Yes. Cryptocurrency transactions are permanently recorded on public blockchains and are traceable, but doing so requires specific analytical capability. AI-powered blockchain analysis can trace transaction chains across wallets, identify addresses linked to known illicit activity or sanctioned entities, reconstruct fund flows through mixing services and chain-hopping operations, and link on-chain activity to off-chain identities where exchange KYC data is available. This is increasingly important, the ED’s FY 2025-26 Annual Report identifies cryptocurrency-linked financial crime as a mainstream enforcement priority, and the ₹640 crore mule-account-to-crypto fraud case demonstrates the pattern now appearing across major enforcement actions.
5. What is continuous AML monitoring and how is it different from case-triggered investigation?
Traditional AML investigation is triggered by a report, a complaint, or a flagged transaction, and must reconstruct the money trail retrospectively from that point.
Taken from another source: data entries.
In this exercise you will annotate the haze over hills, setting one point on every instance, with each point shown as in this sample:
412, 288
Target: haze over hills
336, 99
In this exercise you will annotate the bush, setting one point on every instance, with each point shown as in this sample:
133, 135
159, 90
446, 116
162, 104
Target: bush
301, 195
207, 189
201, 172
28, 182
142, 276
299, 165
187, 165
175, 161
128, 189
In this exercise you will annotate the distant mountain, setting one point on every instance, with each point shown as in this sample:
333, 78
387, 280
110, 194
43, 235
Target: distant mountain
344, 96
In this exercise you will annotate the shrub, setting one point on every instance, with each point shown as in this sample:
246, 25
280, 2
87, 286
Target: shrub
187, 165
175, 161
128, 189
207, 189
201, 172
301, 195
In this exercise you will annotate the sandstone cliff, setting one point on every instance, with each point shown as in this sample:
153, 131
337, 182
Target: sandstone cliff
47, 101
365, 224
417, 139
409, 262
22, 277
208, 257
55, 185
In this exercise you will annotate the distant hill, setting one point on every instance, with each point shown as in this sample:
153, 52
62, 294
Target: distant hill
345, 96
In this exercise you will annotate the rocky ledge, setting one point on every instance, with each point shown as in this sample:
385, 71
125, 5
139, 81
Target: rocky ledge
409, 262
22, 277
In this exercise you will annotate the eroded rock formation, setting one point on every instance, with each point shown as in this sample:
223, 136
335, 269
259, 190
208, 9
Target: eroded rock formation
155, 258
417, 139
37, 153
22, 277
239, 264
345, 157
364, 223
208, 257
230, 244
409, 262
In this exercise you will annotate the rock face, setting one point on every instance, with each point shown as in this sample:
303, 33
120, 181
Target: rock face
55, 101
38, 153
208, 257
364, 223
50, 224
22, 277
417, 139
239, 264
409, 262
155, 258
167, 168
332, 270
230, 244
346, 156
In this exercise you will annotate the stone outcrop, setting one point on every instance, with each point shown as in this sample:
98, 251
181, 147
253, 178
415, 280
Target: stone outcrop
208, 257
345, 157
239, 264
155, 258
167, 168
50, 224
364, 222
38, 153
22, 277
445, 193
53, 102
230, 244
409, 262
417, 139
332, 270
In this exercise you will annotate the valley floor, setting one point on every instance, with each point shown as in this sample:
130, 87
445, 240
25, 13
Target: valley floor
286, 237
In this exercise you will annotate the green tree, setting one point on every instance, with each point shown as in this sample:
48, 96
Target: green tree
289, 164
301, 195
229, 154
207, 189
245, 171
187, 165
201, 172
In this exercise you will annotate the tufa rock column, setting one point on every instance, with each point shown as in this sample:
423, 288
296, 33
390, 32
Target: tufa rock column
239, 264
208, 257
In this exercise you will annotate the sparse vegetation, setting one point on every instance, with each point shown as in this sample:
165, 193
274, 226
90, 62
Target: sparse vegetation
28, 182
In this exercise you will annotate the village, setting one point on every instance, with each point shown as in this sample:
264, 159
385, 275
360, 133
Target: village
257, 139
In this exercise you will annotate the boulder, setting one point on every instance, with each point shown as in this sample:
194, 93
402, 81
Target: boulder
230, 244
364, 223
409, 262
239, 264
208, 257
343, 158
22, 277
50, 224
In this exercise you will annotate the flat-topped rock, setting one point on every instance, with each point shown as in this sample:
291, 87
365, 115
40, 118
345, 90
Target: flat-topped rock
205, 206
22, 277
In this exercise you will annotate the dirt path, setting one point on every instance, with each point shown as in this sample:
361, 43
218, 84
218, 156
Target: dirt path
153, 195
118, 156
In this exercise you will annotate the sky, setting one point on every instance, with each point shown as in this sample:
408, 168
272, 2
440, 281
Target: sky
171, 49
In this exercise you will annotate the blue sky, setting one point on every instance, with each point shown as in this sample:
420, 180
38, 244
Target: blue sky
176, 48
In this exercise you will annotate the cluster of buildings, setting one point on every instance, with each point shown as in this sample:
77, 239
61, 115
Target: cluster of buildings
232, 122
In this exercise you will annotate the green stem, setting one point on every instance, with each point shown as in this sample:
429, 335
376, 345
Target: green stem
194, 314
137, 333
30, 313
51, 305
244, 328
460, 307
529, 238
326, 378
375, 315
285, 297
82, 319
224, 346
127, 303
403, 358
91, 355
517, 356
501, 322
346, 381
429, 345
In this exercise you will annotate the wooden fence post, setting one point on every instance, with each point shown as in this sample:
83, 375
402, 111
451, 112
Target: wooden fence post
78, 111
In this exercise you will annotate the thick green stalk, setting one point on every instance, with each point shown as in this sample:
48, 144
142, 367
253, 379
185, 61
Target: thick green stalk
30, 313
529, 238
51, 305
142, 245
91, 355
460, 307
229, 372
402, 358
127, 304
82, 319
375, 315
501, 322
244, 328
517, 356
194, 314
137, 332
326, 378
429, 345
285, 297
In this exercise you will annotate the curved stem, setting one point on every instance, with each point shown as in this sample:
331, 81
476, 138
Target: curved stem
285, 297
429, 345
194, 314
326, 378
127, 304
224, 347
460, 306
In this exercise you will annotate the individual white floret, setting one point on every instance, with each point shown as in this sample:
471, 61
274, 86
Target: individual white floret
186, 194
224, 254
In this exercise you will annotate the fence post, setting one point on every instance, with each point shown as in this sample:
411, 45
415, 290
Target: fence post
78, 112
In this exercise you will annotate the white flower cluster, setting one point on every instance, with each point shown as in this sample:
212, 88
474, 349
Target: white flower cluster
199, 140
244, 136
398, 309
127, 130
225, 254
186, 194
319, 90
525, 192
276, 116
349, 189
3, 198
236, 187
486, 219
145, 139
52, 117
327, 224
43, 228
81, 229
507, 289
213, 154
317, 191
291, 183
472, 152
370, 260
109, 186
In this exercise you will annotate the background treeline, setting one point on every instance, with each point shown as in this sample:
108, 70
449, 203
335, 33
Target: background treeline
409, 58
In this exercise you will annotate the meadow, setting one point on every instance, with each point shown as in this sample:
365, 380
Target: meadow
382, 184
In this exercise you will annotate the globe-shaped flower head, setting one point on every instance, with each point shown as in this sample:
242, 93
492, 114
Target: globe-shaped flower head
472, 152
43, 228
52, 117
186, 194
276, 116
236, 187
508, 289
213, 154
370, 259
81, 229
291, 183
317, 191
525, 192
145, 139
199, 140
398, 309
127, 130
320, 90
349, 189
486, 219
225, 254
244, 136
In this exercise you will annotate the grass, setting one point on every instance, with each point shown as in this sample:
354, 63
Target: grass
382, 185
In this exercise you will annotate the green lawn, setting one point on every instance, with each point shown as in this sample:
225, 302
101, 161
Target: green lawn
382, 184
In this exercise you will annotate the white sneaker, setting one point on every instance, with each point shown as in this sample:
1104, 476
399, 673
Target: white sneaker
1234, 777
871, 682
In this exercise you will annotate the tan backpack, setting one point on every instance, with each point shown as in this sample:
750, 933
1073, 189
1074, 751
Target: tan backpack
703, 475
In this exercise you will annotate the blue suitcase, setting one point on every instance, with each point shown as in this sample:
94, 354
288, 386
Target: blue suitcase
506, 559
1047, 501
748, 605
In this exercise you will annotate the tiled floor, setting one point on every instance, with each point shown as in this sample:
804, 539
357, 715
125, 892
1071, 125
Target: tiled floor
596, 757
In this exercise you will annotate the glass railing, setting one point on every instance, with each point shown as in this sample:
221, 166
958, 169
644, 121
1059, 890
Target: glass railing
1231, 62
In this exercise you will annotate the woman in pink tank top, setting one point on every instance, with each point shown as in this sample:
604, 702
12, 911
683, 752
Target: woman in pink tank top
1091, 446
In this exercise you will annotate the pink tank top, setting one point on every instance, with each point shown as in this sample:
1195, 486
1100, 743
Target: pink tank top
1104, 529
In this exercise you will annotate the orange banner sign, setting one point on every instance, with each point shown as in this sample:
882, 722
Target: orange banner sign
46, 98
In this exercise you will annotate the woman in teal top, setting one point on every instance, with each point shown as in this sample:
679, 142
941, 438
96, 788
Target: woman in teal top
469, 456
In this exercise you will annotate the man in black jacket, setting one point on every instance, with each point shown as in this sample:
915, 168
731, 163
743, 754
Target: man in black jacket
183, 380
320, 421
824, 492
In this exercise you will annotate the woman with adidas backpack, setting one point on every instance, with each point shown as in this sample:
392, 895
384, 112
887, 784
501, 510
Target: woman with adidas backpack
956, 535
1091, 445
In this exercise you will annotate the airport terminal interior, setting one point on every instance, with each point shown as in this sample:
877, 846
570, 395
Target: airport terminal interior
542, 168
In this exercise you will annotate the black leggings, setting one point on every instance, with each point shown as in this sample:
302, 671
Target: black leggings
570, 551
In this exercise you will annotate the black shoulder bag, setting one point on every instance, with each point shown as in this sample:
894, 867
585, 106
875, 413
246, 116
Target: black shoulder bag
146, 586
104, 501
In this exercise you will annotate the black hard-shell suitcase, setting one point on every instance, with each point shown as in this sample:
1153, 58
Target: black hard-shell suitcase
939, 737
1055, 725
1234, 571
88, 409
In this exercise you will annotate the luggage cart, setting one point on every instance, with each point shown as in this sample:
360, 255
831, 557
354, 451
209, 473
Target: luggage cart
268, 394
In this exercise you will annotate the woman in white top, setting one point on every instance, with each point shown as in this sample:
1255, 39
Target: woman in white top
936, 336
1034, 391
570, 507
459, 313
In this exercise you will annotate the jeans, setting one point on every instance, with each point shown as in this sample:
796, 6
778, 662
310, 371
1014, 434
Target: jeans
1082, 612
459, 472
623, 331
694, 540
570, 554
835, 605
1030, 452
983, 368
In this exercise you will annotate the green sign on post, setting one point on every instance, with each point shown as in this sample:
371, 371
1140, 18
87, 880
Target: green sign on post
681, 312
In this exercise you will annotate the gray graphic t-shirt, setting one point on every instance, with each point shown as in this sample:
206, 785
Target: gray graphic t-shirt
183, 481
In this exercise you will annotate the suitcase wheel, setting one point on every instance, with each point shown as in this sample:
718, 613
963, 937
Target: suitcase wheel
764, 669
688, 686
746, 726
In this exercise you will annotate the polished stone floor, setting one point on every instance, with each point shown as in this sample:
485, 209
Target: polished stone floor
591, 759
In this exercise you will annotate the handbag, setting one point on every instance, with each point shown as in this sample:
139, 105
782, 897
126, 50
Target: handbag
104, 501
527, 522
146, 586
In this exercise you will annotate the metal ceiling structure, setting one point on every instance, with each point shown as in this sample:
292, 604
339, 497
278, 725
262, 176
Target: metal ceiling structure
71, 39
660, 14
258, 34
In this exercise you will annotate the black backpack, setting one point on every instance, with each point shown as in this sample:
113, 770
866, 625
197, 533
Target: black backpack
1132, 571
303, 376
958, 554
Continuous monitoring uses AI to watch transaction patterns, entity behaviour, and network activity as it happens, flagging anomalies at the point they emerge rather than discovering them through retrospective reconstruction. When a pattern consistent with layering activity begins to form, continuous monitoring surfaces it immediately, allowing investigation to begin when the trail is current rather than after the funds have been integrated. The ED’s FY 2025-26 Annual Report explicitly signals that regulators will increasingly expect this shift from periodic to continuous monitoring.
6. What data sovereignty requirements apply to AI used for AML investigation?
AML investigation data, including STRs, ongoing case intelligence, enforcement strategy, and source intelligence, is among the most sensitive financial data a government agency or financial institution holds. Any AI system processing this data must operate within the organisation’s own secure perimeter, with no data routed through external servers, no cloud processing, and no telemetry. For enforcement agencies, this typically means on-premise, air-gapped deployment. For financial institutions, it means infrastructure that meets the RBI’s data localisation requirements and the organisation’s own information security framework. Commercial cloud-based AML tools that route investigation data through external systems do not meet this requirement.